When I proposed the idea that the NCAA’s ultimate problem might be a failure to effectively define amateurism, Isenberg said that doing so would not fix the problem but instead be the trap into which it got its own tail caught.
“As far as the NCAA is concerned, commercialism is about taking college sports and packaging it as amateurism,” Isenberg said. Who says someone can’t teach the teacher, I thought, refusing to use the one about an old dog and new tricks at the tender age of 37.
On the Catch-22 note, however, Isenberg noted that the NCAA couldn’t too easily afford to stab a stick into the revolving door to stop the charade without endangering its nonprofit status and having Congress take a big wet bite out of it.
“True, true,” I assented, thinking about the masses of college coaches and athletic administrators who already work awfully long, hard hours for peanuts rather than the Caliparis, Donovans, etc., of the college sports world.
Isenberg further noted that while, as an NCAA critic, he might easily be perceived as a staunch opponent of the NCAA and college sports, but in fact, he said, the NCAA deserves a great deal of credit for its efforts.
As an institution that must carefully manage many diverse constituents, Isenberg said, the NCAA has done an incredibly successful job of this, despite the flaws in its system.
And, he added, the NCAA has been a wizard at building business and branding, even in the face of the commercialism vs. amateurism debate.
“Take a bottle of water, for instance,” he said.
“Twenty years ago, we were drinking water from a tap, and everyone was fine with that, but now, the beverage people tell us tap water is bad for us and to drink bottled water, so we do, and we pay the ridiculous $1.50 or more they ask for it, because it’s what we want!”
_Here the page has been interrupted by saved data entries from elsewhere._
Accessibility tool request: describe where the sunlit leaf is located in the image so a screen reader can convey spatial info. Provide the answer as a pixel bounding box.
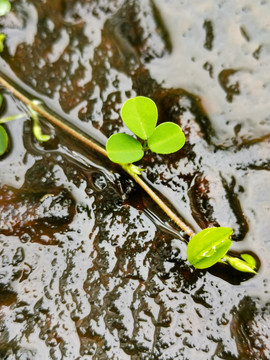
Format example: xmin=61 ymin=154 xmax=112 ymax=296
xmin=147 ymin=122 xmax=185 ymax=154
xmin=0 ymin=33 xmax=5 ymax=52
xmin=106 ymin=133 xmax=144 ymax=164
xmin=240 ymin=254 xmax=257 ymax=269
xmin=0 ymin=124 xmax=8 ymax=155
xmin=187 ymin=227 xmax=233 ymax=269
xmin=0 ymin=0 xmax=11 ymax=17
xmin=121 ymin=96 xmax=158 ymax=140
xmin=225 ymin=255 xmax=256 ymax=274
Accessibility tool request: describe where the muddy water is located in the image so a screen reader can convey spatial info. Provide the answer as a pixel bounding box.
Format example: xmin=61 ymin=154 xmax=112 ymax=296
xmin=0 ymin=0 xmax=270 ymax=359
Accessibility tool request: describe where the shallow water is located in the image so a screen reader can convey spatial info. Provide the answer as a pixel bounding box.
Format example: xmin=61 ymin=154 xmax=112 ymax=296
xmin=0 ymin=0 xmax=270 ymax=359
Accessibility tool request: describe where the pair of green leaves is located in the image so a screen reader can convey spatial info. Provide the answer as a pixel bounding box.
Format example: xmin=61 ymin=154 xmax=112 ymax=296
xmin=106 ymin=96 xmax=185 ymax=164
xmin=187 ymin=227 xmax=257 ymax=274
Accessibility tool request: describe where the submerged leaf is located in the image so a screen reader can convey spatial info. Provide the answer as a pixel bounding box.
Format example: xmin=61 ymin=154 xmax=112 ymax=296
xmin=147 ymin=122 xmax=185 ymax=154
xmin=0 ymin=0 xmax=11 ymax=17
xmin=121 ymin=96 xmax=158 ymax=140
xmin=0 ymin=124 xmax=8 ymax=155
xmin=106 ymin=133 xmax=144 ymax=164
xmin=187 ymin=227 xmax=233 ymax=269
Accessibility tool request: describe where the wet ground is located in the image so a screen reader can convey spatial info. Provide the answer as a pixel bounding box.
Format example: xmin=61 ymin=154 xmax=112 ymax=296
xmin=0 ymin=0 xmax=270 ymax=359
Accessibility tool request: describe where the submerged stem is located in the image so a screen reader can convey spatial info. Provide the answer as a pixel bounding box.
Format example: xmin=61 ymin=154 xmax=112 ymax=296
xmin=0 ymin=75 xmax=195 ymax=237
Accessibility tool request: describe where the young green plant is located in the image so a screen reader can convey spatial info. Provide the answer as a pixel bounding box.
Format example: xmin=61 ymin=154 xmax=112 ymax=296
xmin=106 ymin=96 xmax=185 ymax=166
xmin=106 ymin=96 xmax=257 ymax=274
xmin=0 ymin=94 xmax=50 ymax=155
xmin=0 ymin=76 xmax=257 ymax=276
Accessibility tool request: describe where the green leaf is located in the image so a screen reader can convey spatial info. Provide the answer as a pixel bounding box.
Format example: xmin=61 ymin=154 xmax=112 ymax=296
xmin=187 ymin=227 xmax=233 ymax=269
xmin=0 ymin=33 xmax=5 ymax=52
xmin=0 ymin=0 xmax=11 ymax=16
xmin=106 ymin=133 xmax=144 ymax=164
xmin=240 ymin=254 xmax=257 ymax=269
xmin=0 ymin=124 xmax=8 ymax=155
xmin=225 ymin=255 xmax=256 ymax=274
xmin=121 ymin=96 xmax=158 ymax=140
xmin=0 ymin=94 xmax=3 ymax=108
xmin=147 ymin=122 xmax=185 ymax=154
After a brief interlude for him to greet and introduce me to ESPN reporter Shelley Smith, we wrapped up our discussion with graduation rates.
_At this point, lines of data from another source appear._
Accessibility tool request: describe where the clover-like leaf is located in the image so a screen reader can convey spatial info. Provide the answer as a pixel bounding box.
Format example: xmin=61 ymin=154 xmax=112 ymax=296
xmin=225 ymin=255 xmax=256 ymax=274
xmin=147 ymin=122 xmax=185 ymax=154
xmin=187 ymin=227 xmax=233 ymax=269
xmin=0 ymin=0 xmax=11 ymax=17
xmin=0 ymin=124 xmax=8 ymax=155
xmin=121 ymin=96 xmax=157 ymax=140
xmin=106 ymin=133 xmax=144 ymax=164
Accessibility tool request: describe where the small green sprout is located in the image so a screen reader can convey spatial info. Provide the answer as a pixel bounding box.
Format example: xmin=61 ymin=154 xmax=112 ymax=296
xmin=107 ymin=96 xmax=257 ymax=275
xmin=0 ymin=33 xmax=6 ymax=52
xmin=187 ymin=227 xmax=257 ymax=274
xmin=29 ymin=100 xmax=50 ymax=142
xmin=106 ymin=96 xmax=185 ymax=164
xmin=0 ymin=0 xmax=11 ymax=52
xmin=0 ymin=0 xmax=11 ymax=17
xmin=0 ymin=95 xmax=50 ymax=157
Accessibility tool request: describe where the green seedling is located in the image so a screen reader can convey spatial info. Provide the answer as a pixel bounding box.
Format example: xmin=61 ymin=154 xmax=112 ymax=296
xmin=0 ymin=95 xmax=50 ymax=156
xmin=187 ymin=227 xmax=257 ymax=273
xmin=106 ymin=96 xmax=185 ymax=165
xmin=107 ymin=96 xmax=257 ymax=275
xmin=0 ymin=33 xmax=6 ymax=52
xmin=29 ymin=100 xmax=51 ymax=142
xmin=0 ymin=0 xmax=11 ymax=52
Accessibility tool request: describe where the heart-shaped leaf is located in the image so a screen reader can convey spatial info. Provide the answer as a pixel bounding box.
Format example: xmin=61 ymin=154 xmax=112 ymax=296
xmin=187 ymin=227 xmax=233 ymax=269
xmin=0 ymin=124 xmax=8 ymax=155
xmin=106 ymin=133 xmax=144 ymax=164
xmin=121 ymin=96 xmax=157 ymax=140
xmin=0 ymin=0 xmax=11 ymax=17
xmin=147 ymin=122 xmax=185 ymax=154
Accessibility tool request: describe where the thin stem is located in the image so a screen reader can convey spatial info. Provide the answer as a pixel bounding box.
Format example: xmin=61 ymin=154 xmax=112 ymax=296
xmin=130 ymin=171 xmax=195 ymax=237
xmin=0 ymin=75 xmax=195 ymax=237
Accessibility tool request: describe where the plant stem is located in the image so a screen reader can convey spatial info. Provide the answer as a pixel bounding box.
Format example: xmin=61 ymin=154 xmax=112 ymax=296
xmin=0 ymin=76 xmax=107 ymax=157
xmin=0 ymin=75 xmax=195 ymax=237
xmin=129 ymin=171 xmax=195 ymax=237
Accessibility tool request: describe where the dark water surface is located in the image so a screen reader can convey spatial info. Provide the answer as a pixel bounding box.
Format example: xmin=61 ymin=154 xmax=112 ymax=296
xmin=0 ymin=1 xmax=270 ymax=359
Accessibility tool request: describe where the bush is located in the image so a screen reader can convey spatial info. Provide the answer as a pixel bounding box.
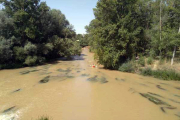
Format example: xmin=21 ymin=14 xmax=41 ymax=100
xmin=159 ymin=58 xmax=165 ymax=65
xmin=118 ymin=61 xmax=136 ymax=73
xmin=138 ymin=56 xmax=145 ymax=66
xmin=24 ymin=56 xmax=38 ymax=66
xmin=140 ymin=67 xmax=153 ymax=76
xmin=140 ymin=68 xmax=180 ymax=81
xmin=147 ymin=57 xmax=153 ymax=65
xmin=24 ymin=42 xmax=37 ymax=55
xmin=0 ymin=37 xmax=13 ymax=63
xmin=14 ymin=47 xmax=26 ymax=62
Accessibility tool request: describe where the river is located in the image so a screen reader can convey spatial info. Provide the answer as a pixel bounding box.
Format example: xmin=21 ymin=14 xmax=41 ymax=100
xmin=0 ymin=47 xmax=180 ymax=120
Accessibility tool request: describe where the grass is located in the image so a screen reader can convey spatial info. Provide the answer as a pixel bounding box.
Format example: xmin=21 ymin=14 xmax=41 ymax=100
xmin=147 ymin=57 xmax=154 ymax=65
xmin=118 ymin=61 xmax=136 ymax=73
xmin=138 ymin=56 xmax=145 ymax=66
xmin=140 ymin=68 xmax=180 ymax=81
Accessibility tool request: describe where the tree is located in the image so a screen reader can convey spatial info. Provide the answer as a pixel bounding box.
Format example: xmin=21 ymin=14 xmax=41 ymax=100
xmin=86 ymin=0 xmax=151 ymax=69
xmin=0 ymin=0 xmax=81 ymax=69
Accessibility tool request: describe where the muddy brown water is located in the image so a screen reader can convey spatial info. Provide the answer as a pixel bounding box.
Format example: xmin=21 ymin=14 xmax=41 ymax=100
xmin=0 ymin=48 xmax=180 ymax=120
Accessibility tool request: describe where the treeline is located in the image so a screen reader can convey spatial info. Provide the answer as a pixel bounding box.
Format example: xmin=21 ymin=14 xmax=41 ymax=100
xmin=86 ymin=0 xmax=180 ymax=69
xmin=0 ymin=0 xmax=81 ymax=69
xmin=76 ymin=34 xmax=89 ymax=47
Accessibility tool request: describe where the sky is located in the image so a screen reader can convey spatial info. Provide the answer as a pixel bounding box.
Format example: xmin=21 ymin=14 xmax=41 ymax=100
xmin=42 ymin=0 xmax=98 ymax=34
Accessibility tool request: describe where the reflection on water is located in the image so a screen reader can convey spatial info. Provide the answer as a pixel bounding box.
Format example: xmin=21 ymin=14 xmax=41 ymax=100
xmin=0 ymin=47 xmax=180 ymax=120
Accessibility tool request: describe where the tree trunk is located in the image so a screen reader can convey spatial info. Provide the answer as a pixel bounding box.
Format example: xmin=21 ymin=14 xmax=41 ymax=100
xmin=160 ymin=0 xmax=162 ymax=42
xmin=159 ymin=0 xmax=162 ymax=56
xmin=171 ymin=46 xmax=176 ymax=66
“My big point on this issue is simply this: I’m not as concerned with graduation rates as I am with athletes getting a meaningful education,” Isenberg said.
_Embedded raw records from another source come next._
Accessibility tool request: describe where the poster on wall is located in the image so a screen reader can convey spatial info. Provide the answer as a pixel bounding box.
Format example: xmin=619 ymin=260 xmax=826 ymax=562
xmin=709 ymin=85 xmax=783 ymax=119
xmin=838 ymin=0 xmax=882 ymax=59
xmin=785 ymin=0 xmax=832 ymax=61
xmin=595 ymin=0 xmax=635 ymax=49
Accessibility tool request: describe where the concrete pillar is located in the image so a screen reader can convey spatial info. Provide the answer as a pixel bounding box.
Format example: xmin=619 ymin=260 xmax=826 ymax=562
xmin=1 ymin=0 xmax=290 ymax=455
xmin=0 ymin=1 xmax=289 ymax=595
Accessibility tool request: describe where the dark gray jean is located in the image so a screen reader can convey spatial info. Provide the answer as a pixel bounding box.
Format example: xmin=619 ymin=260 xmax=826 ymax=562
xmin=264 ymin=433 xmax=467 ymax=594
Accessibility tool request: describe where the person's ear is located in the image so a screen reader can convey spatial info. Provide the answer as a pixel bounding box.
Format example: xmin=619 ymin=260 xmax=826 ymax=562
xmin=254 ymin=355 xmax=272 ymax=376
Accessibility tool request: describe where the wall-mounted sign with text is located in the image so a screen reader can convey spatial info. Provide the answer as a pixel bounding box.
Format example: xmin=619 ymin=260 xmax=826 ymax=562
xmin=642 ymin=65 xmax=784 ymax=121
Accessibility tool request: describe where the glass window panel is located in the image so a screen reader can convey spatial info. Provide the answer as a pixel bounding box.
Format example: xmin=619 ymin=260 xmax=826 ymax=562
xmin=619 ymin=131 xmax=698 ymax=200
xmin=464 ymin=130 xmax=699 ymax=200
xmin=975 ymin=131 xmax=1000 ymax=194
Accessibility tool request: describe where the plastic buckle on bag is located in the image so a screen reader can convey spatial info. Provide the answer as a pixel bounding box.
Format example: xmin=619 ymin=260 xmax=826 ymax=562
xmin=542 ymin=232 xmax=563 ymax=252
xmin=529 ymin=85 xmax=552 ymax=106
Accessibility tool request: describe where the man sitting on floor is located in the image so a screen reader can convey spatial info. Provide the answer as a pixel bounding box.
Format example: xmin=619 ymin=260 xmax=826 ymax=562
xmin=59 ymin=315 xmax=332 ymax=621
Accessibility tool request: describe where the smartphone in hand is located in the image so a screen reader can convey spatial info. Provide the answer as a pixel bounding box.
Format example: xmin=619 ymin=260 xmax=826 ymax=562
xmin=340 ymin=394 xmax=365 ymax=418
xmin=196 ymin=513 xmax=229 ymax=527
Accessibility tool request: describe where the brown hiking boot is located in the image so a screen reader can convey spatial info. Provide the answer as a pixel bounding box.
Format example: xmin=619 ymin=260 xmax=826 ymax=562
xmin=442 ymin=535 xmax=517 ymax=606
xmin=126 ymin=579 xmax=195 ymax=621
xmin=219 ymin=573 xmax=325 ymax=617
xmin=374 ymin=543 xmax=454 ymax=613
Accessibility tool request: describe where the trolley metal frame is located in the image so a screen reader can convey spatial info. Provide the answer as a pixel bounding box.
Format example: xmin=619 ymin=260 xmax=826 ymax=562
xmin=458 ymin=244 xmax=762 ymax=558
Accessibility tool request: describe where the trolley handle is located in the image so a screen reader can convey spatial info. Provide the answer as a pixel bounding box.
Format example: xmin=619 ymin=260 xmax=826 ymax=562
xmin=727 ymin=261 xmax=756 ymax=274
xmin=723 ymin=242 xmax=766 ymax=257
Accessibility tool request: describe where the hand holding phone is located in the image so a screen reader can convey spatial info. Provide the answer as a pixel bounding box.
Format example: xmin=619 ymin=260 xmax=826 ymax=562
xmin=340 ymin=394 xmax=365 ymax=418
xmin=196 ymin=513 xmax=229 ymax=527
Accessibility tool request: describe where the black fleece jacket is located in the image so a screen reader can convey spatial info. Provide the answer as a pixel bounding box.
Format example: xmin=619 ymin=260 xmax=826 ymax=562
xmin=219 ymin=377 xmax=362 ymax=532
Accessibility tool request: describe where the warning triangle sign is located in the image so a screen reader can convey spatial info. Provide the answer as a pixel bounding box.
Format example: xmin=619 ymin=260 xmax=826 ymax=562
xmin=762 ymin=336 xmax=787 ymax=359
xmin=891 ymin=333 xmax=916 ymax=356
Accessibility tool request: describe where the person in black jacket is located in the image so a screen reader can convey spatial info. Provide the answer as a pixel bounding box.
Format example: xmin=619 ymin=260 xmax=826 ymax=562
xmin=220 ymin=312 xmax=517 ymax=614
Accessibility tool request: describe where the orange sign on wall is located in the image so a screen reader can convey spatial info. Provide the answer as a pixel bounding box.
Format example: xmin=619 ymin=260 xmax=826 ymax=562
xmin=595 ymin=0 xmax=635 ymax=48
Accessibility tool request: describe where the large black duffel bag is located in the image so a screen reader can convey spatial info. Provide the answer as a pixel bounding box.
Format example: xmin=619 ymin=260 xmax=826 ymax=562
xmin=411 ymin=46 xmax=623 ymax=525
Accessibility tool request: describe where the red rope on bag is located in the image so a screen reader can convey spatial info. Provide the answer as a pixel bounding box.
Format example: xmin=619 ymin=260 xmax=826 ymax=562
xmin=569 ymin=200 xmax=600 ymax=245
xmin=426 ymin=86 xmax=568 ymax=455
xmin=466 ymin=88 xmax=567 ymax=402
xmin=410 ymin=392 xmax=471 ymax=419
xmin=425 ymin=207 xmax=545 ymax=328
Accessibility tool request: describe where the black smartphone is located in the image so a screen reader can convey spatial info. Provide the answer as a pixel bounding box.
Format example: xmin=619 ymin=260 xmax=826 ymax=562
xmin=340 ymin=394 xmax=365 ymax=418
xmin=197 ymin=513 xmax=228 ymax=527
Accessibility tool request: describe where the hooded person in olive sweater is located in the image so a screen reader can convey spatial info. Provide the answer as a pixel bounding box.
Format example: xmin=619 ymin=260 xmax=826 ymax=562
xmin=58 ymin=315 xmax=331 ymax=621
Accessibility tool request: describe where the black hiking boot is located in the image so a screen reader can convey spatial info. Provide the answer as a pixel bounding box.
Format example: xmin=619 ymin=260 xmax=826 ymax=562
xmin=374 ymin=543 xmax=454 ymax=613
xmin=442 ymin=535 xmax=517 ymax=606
Makes sense to me, I thought, as I reflected on the scores of student-athletes I’ve taught at institutions large, small, and in between, while wondering what most of them are doing today.
If nothing else, my discussion with Mr. Isenberg stoked my fire about and passion for intercollegiate athletics, which had already been fanned high by recent discussions with my best friend and colleague Dr. Colby Jubenville , director of the Center for Sport Policy and Research at Middle Tennessee State University.
After discussing some of the recently exposed NCAA woes that are further sensationalistically illuminated this time of year, he and I came to a conclusion, which was reinforced by my conversation with Marc Isenberg: If the NCAA can find a way to work effectively with its sponsors, it can find a way through this madness by creating vested partnerships with corporations that, by virtue of their brands, insist on integrity and socially responsible initiatives and programs.
Yes, I know, I know—the NCAA already has this program, and that program, and the other program.
And the term social responsibility is fast becoming one of the most overworked cliché buzzwords since awesome.
But think about it in a new way.
Outside of television, where does the NCAA get its money? From corporate sponsors.
Who better, then, to insist on helping the NCAA design, develop, and implement meaningful change brought about by true socially responsible initiatives that do more than provide chances for kids to shoot a basketball or read a book with a Ty Lawson or a Tyler Hansbrough, but that instead actually educate them?
In reviewing his material, Marc Isenberg seems to represent that new kind of thinking that Dr. Jubenville and I embrace and believe holds the key to a successful future for the NCAA.
Ben Goss is an assistant professor of management at Missouri State University. His specialty area is sport management, and he teaches in the Entertainment Management program in the College of Business Administration.
The opinions, intimations, conclusions and inferences contained within this interview are solely those of our independently associated correspondent and of the interviewee; they do not reflect the opinions or endorsement of College Athletics Clips.